FAIRFIELD — Clinton Vidal has come to understand the waiting part of “Waiting for Godot.”
The production of Samuel Beckett’s play has dealt with delays, cast changes and the lack of a permanent rehearsal space. All the challenges should soon become history as the Bay Area Stage Productions’ show, which is directed by Vidal, opens Friday.
Vacaville resident Chuck Schilling plays Vladimir, the fourth man to hold that role. He and Vidal met when both studied theater at California State University, Sacramento. Oscar-winning actor Tom Hanks was also in the drama department at the same time.
Unlike Hanks, Schilling stepped away from acting for almost three decades.

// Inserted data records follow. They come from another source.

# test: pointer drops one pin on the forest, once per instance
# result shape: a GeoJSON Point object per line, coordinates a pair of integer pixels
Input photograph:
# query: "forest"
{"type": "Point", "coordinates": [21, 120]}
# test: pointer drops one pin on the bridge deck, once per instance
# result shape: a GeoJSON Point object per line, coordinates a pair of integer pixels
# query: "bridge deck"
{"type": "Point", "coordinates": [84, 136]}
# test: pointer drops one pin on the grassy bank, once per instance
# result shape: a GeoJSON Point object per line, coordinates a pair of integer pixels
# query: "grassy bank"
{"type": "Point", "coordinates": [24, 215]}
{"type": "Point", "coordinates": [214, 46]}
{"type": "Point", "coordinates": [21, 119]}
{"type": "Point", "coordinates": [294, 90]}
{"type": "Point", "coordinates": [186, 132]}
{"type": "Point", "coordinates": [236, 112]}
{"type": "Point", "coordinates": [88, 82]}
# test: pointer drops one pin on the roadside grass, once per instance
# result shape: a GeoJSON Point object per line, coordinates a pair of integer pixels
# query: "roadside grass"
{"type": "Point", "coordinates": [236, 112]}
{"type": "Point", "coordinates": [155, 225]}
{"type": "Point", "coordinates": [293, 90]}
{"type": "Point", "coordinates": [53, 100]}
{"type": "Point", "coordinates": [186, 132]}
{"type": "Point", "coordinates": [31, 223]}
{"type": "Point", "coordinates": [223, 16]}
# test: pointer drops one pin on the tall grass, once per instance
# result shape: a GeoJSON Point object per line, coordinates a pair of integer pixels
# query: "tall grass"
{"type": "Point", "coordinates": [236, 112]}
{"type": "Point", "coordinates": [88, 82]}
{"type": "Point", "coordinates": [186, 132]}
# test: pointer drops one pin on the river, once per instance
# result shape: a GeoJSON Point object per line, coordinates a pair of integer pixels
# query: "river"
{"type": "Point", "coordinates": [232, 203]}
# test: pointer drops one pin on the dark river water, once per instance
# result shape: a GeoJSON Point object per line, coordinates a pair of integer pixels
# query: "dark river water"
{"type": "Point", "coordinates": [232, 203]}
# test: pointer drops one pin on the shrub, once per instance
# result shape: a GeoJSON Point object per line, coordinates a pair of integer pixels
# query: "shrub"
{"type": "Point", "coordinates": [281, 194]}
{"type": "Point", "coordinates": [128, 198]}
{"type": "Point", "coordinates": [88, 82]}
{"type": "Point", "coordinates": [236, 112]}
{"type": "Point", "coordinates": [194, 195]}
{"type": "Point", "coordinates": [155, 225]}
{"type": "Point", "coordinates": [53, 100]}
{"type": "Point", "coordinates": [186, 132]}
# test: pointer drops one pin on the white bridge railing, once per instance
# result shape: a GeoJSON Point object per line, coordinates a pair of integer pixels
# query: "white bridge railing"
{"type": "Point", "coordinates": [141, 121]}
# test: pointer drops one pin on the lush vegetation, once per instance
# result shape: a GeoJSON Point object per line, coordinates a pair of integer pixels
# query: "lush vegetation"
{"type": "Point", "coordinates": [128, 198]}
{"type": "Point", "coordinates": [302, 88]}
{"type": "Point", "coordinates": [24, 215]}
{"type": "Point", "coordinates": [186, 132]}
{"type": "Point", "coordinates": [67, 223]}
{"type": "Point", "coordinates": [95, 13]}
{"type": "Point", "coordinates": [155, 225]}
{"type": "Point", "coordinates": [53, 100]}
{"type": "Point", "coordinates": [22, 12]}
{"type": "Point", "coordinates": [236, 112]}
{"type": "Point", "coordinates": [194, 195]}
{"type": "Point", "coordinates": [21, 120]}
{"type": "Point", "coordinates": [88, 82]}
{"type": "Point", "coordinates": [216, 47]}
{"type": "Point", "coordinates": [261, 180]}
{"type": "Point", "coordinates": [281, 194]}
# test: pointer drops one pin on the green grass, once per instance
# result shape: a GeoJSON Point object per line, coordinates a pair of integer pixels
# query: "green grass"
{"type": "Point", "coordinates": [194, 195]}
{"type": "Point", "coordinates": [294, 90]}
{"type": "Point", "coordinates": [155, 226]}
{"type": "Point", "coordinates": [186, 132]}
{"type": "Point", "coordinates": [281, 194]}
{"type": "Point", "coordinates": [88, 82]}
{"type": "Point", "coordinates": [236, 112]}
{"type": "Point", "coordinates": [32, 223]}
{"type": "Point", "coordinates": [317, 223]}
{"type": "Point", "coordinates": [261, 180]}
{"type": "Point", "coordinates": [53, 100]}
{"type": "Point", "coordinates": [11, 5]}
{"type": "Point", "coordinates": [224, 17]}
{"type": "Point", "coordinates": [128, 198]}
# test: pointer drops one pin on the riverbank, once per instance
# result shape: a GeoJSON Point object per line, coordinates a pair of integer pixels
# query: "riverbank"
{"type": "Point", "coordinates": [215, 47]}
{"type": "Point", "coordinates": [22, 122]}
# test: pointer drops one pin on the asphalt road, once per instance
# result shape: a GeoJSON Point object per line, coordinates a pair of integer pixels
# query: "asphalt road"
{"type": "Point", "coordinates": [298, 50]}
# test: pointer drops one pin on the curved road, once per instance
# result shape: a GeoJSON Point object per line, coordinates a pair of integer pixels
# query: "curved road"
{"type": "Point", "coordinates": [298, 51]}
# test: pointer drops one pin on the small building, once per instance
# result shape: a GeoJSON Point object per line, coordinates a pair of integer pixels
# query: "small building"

He returned to the stage in 2011 in the Benicia Old Town Theatre Group’s production of “The Nerd” and followed it up with “What the Butler Saw.” Vidal directed “The Nerd.”
“It’s a very beautiful play,” Schilling said of “Waiting for Godot.” “The language is wonderful.”
Often referred to as the “play about nothing,” Schilling said the show is touching and relevant in the fact that Vladimir and Estragon, another main character, find a way to be inventive as they sit along a country road waiting for the arrival of someone named Godot.
Heavy on dialogue, the show is “almost a pure acting exercise,” Schilling said.
Schilling studied the work in college and didn’t care much for it then, he said. He’s come to appreciate it and considers it among his favorites.
“It’s really about the characters,” he said. “It becomes about the acting. I think that’s what Beckett had in mind.”
He joined the cast about a month ago. When Vidal asked him to tackle the role, he gave it some thought and decided he was up to the challenge.
“I’m doing it because it’s hard,” Schilling said.
It’s been a challenge for Vidal, too. He had four plays he was juggling as director – all were dependent on “Waiting for Godot” launching in April, as it was originally scheduled. The morning of opening night, the actor playing Vladimir dropped from the role.
“I’ve had more contact with this play than any other in the 80-plus, 90-plus plays I’ve worked with,” he said. “It keeps coming back to me.”
Jeff Lowe and Stacey Loew, of Bay Area Stage Productions, said what started as a two-and-a-half-month commitment became six months. Vidal, actors Kenn Stevens and James Adams have remained on board throughout the changes.
“Each man could have bailed when the production came to a screeching halt,” Loew said. “But they didn’t.”